Metrics guide

If you have real data to compare against your synthesised UDM, you can take advantage of the multiple metrics implemented in SWMManywhere. Metrics are used to compare the similarity of either the synthesised UDM with the real, or the accompanying SWMM simulation results. Thus, a metric is a function that can take a variety of arguments and returns the metric value.

Using metrics

Let's look at a metric that is simply a wrapper for netcomp.deltacon0:

Source code in swmmanywhere/
def nc_deltacon0(synthetic_G: nx.Graph, real_G: nx.Graph, **kwargs) -> float:
    """Run the evaluated metric."""
    return nc_compare(synthetic_G, real_G, "deltacon0", eps=1e-10)

We can see that this metric requires the synthesised and real graphs as arguments, that is because it is a metric to compare the similarity of two graphs.
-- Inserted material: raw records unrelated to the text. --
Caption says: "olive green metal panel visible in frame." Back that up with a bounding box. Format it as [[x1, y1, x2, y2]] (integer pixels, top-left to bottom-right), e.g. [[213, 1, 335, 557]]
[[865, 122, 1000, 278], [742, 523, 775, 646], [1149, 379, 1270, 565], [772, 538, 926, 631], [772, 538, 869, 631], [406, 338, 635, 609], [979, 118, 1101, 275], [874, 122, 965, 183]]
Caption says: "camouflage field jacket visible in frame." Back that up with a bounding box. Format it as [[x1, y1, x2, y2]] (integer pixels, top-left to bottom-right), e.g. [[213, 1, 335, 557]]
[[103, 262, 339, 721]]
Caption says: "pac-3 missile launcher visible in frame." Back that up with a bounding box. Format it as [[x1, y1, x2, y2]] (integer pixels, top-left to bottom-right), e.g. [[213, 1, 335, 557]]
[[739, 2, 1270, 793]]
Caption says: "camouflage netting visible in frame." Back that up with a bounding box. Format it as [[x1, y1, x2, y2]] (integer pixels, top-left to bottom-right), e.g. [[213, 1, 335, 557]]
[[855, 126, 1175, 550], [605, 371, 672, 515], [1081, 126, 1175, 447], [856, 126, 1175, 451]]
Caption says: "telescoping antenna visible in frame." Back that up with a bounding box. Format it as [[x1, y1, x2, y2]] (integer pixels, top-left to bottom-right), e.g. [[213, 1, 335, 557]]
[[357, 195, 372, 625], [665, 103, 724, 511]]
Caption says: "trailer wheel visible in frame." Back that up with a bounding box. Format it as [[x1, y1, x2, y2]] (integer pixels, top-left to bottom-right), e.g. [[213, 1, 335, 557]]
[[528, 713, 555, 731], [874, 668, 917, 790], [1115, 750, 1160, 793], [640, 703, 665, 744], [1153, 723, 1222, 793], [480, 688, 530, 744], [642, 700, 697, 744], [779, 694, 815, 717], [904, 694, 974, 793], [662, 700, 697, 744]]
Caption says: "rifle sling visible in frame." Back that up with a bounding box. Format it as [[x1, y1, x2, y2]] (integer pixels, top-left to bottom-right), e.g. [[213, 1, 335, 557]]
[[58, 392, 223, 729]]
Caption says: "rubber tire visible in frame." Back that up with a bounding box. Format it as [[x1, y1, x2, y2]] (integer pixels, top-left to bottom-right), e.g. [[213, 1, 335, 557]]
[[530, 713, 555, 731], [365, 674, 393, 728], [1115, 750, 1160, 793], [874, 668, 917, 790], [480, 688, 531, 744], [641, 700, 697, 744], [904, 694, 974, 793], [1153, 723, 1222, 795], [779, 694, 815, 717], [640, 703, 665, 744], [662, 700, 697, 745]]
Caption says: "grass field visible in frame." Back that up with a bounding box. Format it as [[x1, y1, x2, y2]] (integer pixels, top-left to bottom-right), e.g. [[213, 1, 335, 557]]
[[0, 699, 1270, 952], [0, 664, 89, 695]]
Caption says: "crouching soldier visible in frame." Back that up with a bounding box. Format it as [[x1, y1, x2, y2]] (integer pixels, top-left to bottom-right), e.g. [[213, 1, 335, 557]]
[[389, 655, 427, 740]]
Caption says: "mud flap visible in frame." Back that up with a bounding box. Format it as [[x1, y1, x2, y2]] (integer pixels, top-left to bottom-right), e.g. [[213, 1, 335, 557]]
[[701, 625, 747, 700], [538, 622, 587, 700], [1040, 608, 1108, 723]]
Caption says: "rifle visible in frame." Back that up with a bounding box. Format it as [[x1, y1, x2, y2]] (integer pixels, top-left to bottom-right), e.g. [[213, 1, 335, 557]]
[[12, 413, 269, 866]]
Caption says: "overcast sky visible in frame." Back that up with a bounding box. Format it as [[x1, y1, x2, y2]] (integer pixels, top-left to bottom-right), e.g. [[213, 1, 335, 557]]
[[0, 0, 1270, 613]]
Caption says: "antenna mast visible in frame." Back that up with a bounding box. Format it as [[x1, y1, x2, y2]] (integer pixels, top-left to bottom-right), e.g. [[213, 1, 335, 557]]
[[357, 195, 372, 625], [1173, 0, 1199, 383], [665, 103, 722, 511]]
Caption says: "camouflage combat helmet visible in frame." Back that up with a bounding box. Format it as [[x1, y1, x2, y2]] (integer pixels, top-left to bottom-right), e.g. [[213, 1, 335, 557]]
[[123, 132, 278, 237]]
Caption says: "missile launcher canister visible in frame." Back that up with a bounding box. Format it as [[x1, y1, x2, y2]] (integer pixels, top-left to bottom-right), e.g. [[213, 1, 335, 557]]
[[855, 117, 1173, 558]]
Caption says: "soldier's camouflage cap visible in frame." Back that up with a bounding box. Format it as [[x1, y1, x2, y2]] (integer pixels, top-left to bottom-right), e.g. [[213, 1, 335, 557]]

Note that the function has been registered with @metrics.register.

Registered metrics

The MetricRegistry is a dictionary subclass called metrics that contains all registered metrics to be called from one place.

>>> from swmmanywhere.metric_utilities import metrics
>>> print(metrics.keys())
dict_keys(['outfall_nse_flow', 'outfall_kge_flow', 'outfall_relerror_flow',
'outfall_relerror_length', 'outfall_relerror_npipes', 'outfall_relerror_nmanholes',
'outfall_relerror_diameter', 'outfall_nse_flooding', 'outfall_kge_flooding',
'outfall_relerror_flooding', 'grid_nse_flooding', 'grid_kge_flooding',
'grid_relerror_flooding', 'subcatchment_nse_flooding',
'subcatchment_kge_flooding', 'subcatchment_relerror_flooding', 'nc_deltacon0',
'nc_laplacian_dist', 'nc_laplacian_norm_dist', 'nc_adjacency_dist',
'nc_vertex_edge_distance', 'nc_resistance_distance', 'bias_flood_depth',
'kstest_edge_betweenness', 'kstest_betweenness', 'outfall_kstest_diameters'])

We will later demonstrate how to add a new metric to the registry.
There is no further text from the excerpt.